[Clarification] Why are alignments fractional?

[kmuench]

Hello - thank you for engineering such a helpful tool.

I'm running through the tutorial and examining the file "gene_wise_quantifications_combined.tsv", which I understand contains genewise/transcript counts along with raw counts.

I notice that the count data is between 0 and 76.83, with plenty of fractional counts. In this pre-normalized data, why do fractional counts occur? What do they represent? I was under the impression that the gene/transcript-wise quantification at this step was simply counting (i.e. integer quantification) of segemehl alignments to a region.

Thank you for your help!

[Tillsa]

Per default each alignment of a read is normalized by the total number of alignments the given read has. Additionally each alignment is normalized by the number of features it overlaps with. Both normalization methods are turned on per default an will result in fractions. You can turn off these options via: --no_count_split_by_alignment_no --no_count_splitting_by_gene_no Further information can be found in the gene quantification documentation

We'll change the documentation to make this point more clear!

[kmuench]

Ah, thank you so much for explaining!

My ultimate goal is to use the output of the gene quantification step (ideally) and feed it into a DESeq2-based downstream pipeline - we have an unusual experimental design and I'd like to try altering the design matrix beyond what we'd be able to do in READemption.

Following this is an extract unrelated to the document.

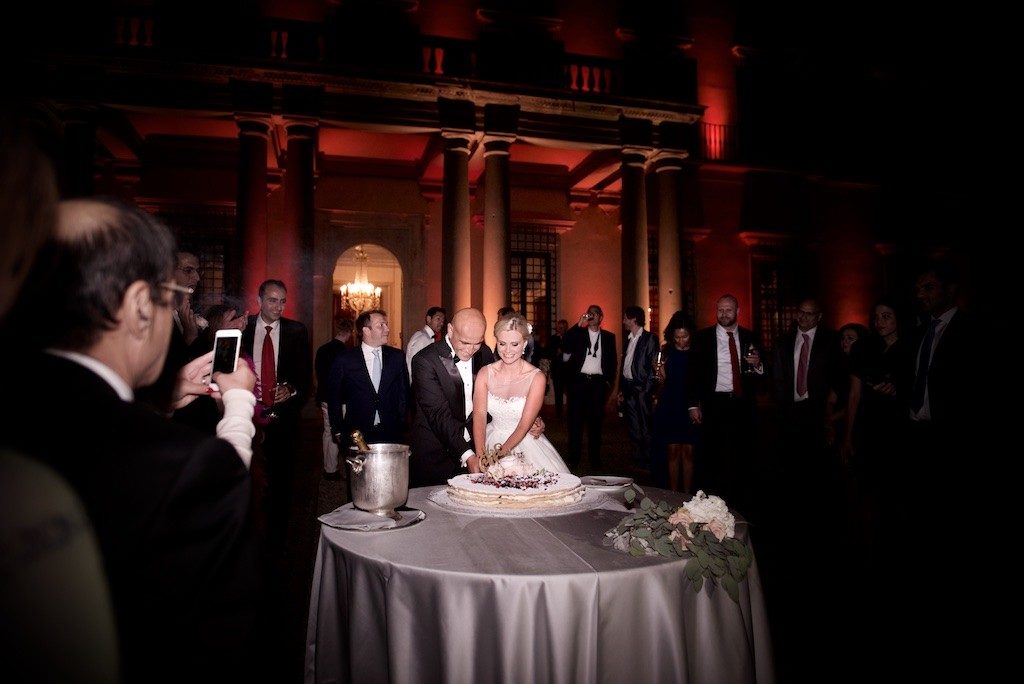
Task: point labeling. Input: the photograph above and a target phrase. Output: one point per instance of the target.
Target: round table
(481, 598)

Is the split-multimapped-read count table "gene_wise_quantifications_combined.tsv" also the count matrix that is fed into DESeq2? (The source of my confusion was that I thought DESeq2 only accepted matrix integer inputs.)

And am I correct in understanding that --unique_only would count only the reads that are not multimapping?

Said another way, setting no_count_split_by_alignment_no (and no_count_splitting_by_gene_no) to true would mean that reads are double-counted (e.g. a read mapping to multiple genes is +1 for the count of each gene, or +0?), right? Not that they are thrown out?

Thank you very much!

[Tillsa]

"And am I correct in understanding that --unique_only would count only the reads that are not multimapping?" Yes! "Said another way, setting no_count_split_by_alignment_no (and no_count_splitting_by_gene_no) to true would mean that reads are double-counted (e.g. a read mapping to multiple genes is +1 for the count of each gene, or +0?), right? Not that they are thrown out?" Yes, you are right! "The source of my confusion was that I thought DESeq2 only accepted matrix integer inputs" I believe it also accepts floats as inputs, but maybe they are rounded by DESeq2

[kmuench]

Hello! I had a follow-up to this -- when I ran this command: reademption gene_quanti --unique_only -p 4 --features gene,cds,region,exon --project_path READemption_analysis , I still produced an output with fractional reads (e.g., 547.33, 258.5). My understanding is that there should not be any fractional reads because the --unique_only option would eliminate multimapping reads, and therefore there are no reads to be split to produce the multimapping fractional counts. Could you help me understand what is happening here? (I am looking at the file "gene_wise_quantifications_combined.csv")

[Tillsa]

The fractions likely result from normalizing alignments by the number of features they overlap with. So if a read aligns to a single position, but the position is part of two features (e.g. gene and exon) each feature gets a count of 0.5. You can turn this option off by using the parameter --no_count_splitting_by_gene_no.